Quelle citate e molte altre ancora, sono piattaforme diverse fra loro, sia per i settori diversi in cui operano, sia per i diversi modi con cui realizzano i ricavi: «Eppure hanno dei comuni meccanismi di funzionamento che è bene conoscere – ha spiegato il professor Marco Gambaro che insegna Economia dei media all’Università Statale di Milano –. Innanzitutto hanno tutte dei costi fissi, una volta che hanno successo, diventano internazionali, usano gli algoritmi per il loro funzionamento interno, quasi tutte hanno iniziato a utilizzare l’intelligenza artificiale».

Conoscerne a fondo il funzionamento e i loro diversi modelli di business permette di alzare l’asticella del nostro senso critico: «Ad esempio, le piattaforme streaming sono diventate lo strumento principale con cui oggi si ascolta musica registrata». E «se si guarda alla composizione dei ricavi delle case discografiche: le piattaforme sono diventate ormai la voce principale». Per quanto riguarda il video streaming non ci sono solo Netflix, Amazon Prime e Disney Plus, «in Europa si contano 500 piattaforme streaming on demand, suddivise tra quelle prevedono un abbonamento (SVOD), o guadagnano con la pubblicità (AVOD) e quelle con cui noleggi un singolo titolo (TVOD) che si vanno ad affiancare a un insieme già molto ricco di fornitori video come i canali televisivi tradizionali, le Pay Tv e il fenomeno YouTube.

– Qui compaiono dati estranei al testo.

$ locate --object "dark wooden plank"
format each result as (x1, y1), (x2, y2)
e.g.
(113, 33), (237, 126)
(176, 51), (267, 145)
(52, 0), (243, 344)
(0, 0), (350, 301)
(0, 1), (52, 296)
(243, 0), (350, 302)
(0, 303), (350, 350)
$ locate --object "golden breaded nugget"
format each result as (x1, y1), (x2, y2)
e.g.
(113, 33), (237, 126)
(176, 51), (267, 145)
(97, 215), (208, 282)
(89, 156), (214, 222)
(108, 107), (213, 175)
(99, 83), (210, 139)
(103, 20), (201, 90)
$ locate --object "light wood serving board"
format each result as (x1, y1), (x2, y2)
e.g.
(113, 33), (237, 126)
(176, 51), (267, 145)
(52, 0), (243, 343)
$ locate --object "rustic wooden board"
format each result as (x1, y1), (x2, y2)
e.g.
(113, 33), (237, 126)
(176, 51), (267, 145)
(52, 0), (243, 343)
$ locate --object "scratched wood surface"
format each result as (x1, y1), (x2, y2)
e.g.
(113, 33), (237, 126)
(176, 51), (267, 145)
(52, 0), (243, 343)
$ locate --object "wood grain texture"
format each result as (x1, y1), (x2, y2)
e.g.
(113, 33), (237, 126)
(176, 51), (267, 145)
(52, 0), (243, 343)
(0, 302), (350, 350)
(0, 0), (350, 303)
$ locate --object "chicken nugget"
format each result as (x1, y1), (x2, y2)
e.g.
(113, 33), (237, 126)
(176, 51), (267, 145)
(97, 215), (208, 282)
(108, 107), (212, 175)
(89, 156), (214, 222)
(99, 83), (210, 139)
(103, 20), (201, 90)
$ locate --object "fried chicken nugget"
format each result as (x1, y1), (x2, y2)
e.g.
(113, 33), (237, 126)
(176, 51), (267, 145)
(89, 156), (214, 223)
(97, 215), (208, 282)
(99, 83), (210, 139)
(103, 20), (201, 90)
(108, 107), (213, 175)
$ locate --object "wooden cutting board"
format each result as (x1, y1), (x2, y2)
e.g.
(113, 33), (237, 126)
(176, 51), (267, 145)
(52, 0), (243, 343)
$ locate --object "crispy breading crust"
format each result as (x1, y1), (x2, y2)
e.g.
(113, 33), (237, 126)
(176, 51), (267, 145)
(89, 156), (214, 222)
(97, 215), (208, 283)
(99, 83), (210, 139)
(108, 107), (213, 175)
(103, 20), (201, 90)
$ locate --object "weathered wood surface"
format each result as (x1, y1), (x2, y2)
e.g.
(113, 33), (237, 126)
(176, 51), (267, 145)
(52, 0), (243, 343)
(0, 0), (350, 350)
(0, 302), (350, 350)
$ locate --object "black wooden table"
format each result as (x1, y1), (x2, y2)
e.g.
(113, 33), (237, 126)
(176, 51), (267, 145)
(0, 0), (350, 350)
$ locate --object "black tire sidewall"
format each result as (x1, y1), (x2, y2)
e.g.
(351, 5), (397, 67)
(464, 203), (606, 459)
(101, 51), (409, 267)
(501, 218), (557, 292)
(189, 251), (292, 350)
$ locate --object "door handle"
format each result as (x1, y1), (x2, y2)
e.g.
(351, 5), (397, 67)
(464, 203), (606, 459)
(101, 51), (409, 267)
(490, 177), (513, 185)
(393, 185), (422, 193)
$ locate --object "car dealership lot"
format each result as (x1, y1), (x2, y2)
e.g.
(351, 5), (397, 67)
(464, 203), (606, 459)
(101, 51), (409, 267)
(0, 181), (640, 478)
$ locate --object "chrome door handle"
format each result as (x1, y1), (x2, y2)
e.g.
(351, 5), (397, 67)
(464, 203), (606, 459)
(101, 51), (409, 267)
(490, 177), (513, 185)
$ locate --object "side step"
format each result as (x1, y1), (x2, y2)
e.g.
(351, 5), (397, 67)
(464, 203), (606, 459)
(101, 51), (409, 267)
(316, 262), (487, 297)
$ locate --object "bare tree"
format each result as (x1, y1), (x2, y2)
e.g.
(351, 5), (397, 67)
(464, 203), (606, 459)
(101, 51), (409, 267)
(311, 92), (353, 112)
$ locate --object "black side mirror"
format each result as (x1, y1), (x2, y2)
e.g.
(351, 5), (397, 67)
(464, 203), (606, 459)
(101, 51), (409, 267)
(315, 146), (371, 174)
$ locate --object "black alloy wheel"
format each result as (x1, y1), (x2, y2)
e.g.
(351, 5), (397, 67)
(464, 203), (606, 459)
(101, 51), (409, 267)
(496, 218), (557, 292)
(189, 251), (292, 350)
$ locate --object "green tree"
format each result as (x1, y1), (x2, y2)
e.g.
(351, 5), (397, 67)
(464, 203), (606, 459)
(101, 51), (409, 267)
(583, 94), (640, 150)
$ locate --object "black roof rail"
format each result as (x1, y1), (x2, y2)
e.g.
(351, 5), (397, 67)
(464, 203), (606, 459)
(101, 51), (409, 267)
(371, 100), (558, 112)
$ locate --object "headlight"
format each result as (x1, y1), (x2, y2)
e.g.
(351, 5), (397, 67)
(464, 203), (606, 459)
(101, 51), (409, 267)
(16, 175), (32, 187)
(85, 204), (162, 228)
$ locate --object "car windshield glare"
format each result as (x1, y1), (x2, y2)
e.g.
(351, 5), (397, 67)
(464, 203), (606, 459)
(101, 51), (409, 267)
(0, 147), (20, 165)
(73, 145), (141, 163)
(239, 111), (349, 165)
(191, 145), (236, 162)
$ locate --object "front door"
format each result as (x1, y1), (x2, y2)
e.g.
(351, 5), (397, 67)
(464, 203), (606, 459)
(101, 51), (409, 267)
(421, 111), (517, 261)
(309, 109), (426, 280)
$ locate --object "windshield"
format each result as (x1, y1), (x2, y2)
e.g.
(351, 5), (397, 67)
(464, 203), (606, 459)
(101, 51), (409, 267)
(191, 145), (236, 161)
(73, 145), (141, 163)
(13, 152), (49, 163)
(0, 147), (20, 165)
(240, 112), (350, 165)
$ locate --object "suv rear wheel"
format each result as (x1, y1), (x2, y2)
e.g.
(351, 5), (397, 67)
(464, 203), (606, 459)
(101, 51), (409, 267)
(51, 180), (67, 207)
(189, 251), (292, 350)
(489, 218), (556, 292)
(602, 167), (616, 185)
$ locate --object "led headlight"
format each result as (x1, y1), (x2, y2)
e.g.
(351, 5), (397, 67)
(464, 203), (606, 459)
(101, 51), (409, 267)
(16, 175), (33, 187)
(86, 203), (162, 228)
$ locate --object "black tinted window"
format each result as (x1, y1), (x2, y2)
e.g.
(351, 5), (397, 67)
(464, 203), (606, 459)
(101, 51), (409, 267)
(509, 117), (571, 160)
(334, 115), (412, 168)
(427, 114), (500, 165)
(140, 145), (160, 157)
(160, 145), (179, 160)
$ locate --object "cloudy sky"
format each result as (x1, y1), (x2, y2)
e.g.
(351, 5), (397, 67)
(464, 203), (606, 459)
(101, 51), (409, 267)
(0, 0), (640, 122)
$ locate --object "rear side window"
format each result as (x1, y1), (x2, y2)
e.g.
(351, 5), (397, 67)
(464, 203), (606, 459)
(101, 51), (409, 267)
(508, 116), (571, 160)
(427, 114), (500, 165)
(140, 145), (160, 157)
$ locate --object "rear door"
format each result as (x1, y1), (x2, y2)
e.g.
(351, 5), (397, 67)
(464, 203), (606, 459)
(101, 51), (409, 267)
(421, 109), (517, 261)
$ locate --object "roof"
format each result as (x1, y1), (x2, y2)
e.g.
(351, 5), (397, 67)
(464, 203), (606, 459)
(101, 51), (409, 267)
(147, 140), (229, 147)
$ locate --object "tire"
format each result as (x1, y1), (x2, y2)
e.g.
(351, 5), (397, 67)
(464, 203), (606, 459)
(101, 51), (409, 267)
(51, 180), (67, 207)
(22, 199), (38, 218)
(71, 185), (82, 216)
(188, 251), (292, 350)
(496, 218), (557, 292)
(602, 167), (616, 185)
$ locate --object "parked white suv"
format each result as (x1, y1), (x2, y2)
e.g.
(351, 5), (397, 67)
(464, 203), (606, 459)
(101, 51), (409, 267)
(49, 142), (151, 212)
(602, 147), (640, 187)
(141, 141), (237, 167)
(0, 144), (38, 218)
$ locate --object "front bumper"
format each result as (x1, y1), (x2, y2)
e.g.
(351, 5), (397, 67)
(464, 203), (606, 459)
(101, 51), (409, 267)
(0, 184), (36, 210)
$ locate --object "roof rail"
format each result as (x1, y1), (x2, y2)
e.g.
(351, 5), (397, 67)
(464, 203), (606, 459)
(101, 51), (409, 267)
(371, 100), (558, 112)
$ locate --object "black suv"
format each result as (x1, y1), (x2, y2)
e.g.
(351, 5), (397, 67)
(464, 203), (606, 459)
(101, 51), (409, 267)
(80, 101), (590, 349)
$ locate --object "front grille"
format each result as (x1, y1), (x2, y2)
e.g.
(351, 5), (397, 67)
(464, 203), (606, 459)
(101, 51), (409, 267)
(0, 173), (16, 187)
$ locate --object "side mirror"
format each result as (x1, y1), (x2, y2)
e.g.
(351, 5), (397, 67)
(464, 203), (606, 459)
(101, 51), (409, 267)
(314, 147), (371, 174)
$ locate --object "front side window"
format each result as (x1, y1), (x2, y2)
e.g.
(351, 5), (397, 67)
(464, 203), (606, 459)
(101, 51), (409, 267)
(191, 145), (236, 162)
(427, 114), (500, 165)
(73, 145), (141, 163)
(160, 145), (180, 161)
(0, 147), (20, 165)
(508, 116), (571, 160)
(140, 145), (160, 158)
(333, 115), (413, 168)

Una delle scelte che accomuna le piattaforme distributive è la produzione originale di contenuti, in un’ottica di risparmio e anche di creazione di contenuti ad hoc per i propri abbonati: per fare un paragone come capita coi supermercati che hanno creato la propria marca del distributore (MDD). «Nel caso della produzione originale per l’audio, Spotify comincia soprattutto con le playlist di occasione, ad esempio “musica per studiare” o “per fare jogging”: una volta analizzate le preferenze dei consumatori, il tipo di musica che il consumatore associa a quelle occasioni, diventa possibile commissionare musiche o canzoni particolari che si adattino a quella tipologia di consumo. Se queste playlist sono molto diffuse, è conveniente pagare una volta sola un artista che fa una canzone e prendere tutti i diritti, che non pagare ogni volta un piccolo fee per la trasmissione di quello streaming». Questo significa costi che si abbassano per le piattaforme, ma anche contenuti su commissione che, talvolta, possono perdere di originalità.

Il tipico meccanismo di raccomandazione, invece, allarga lo spettro dei consumi culturali: da un lato l’algoritmo amplia le nostre opportunità di fruire di un catalogo più ricco anche di prodotti di Paesi lontani, Turchia e Corea su tutte. Dall’altro scatena, spesso, problemi di privacy: «La non trasparenza di questi algoritmi di selezione pone effettivamente qualche problema pubblico – ha proseguito Gambaro –. Sarebbe bello sapere come funzionano e che ci fosse possibilità che fossero più accountable, cioè che fossero più responsabili delle scelte che fanno. E invece così nessuno può tanto sindacare queste scelte». Tornando alla musica, la nuova modalità di fruizione basata su playlist e brani singoli, e non più su interi album, ha provocato, secondo il prof. Gambaro, delle conseguenze nella dimensione sociale delle nostre vite, di fatto creando un distacco più ampio tra gli artisti e i fan. In altre parole, la partecipazione ai concerti live è aumentata in parallelo con il bisogno delle persone di identificarsi maggiormente e avvicinarsi ai propri artisti preferiti. Qualcosa di simile è già accaduto, racconta ancora l’economista, con il boom dei biglietti aerei low cost in mezza Europa che ha dato un colpo al mercato delle seconde case in montagna o in campagna, i cui prezzi sono crollati negli ultimi anni, essendosi aperte altre possibilità di viaggiare a basso costo. E nel futuro quali saranno i settori tradizionali rivoluzionati dalla digital economy? «Se devo mettere un alert indico la tv tradizionale, quella fatta coi classici palinsesti. Oggi non possiamo dire che sia morta la tivù tradizionale. Ma nei prossimi 5-6 anni l’utilizzo sulle smart tv di applicazioni legate alle piattaforme streaming, ancora minoritario, ma già cresciuto negli ultimi anni, potrebbe anche provocare un effetto valanga» sulle nostre abitudini.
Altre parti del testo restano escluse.